About Saltwater Crocodiles

About Saltwater Crocodiles

Saltwater Crocodiles are the world’s largest reptile.  The largest individuals can exceed 7 metres (10metres has even been suggested) and weigh over 1 tonne.  They can live over 100 years.

About saltwater crocodiles

“Salties” live in Australia’s wild Top End (the northern parts of the Northern Territory, Queensland and Western Australia), and throughout south-east Asia.  The Mary River in the Northern Territory has the largest density of crocodiles of any waterway in the world.

Read more about the crocodiles of the Mary River here: Crocodiles are beautiful

Australia has another species of crocodile too – the Freshwater Crocodile.

identify freshwater crocodiles from saltwater crocodiles

This is how to identify a freshwater crocodile from a saltwater crocodile. You can tell them apart usually from their size (freshies rarely grow as large as salties).  But if you see a big one – like this one in the picture below – you’ll see that freshwater crocs have a slimmer snout than saltwater crocs, and behind the eyes there is a triangular growth that is large and pronounced in salties, and low and flat in freshies.   Salties have rows of pointed scutes*(2) (osteoderms) on their head and back, freshies have flatter scutes.
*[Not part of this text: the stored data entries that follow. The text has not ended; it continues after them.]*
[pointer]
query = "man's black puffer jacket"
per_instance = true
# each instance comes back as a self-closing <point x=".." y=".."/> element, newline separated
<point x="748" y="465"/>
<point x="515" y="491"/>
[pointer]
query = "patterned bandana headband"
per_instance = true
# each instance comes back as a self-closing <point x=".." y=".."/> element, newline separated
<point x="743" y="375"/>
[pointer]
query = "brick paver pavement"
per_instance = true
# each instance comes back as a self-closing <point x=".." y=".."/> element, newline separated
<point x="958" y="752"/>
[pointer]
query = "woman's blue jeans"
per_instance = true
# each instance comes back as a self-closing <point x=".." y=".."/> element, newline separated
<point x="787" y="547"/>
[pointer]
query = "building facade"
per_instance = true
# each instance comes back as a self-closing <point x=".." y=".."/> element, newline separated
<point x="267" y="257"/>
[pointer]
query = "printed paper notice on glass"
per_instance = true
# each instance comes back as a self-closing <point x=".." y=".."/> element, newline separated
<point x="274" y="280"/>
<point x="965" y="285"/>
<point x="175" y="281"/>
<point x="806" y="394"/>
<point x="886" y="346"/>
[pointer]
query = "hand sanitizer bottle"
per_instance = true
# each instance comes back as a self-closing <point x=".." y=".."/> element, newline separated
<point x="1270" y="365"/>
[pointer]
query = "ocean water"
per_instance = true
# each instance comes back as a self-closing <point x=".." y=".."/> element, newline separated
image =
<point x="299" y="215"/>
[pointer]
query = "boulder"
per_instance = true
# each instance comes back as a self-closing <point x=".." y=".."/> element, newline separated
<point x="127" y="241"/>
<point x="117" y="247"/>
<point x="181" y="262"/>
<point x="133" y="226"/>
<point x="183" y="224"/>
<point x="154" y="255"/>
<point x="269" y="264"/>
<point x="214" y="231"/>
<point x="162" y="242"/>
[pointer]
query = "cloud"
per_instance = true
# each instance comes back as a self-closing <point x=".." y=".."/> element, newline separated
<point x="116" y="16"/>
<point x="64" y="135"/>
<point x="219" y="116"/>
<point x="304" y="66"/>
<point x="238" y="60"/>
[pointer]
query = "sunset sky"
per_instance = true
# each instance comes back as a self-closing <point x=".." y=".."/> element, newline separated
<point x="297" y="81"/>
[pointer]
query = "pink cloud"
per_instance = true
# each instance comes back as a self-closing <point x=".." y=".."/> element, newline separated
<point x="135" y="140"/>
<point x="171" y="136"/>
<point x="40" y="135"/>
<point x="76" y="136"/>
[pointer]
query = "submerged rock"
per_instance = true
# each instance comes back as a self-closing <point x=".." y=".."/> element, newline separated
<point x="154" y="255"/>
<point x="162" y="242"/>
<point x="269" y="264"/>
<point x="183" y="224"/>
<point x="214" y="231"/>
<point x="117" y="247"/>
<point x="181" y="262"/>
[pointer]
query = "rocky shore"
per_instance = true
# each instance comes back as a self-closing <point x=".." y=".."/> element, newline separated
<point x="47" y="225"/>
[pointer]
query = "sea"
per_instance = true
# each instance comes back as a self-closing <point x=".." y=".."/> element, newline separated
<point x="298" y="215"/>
Compare the two pics below:

how to identify a freshwater crocodile

how to tell a saltwater crocodile from a freshwater crocodile

Crocodiles are the most intelligent of reptiles, with an extraordinary ability to learn quickly.  They are famous for picking up on the habits of their prey: fishermen in Arnhemland are warned not to use the same fishing spot too regularly.  They have also been recorded using tools* (1), an attribute shared with primates, dolphins, elephants and crows, and considered one of the signs of high intelligence.

Mother crocodiles tend and guard their nest for the whole time the eggs are growing.  She will even splash water over the nest to cool it on hot days.  After the eggs hatch and the babies start calling, she breaks open the nest and assists them to disperse by carrying them gently in her mouth. She will even help open eggs that are struggling to hatch.

You can see them on Echidna Walkabout’s 6 day Wild Top End wildlife tour Australia which runs every August.

Read about other wildlife we see on the Wild Top End and Maximum Wildlife tours here.

*1 https://www.livescience.com/41898-alligators-crocodiles-use-tools.html

*2 Scutes: special non-overlapping scale-like structures that clad a crocodile’s body.  Scutes have a bony structure.  They are shed in small pieces, not as one continuous skin like snakes’ scales.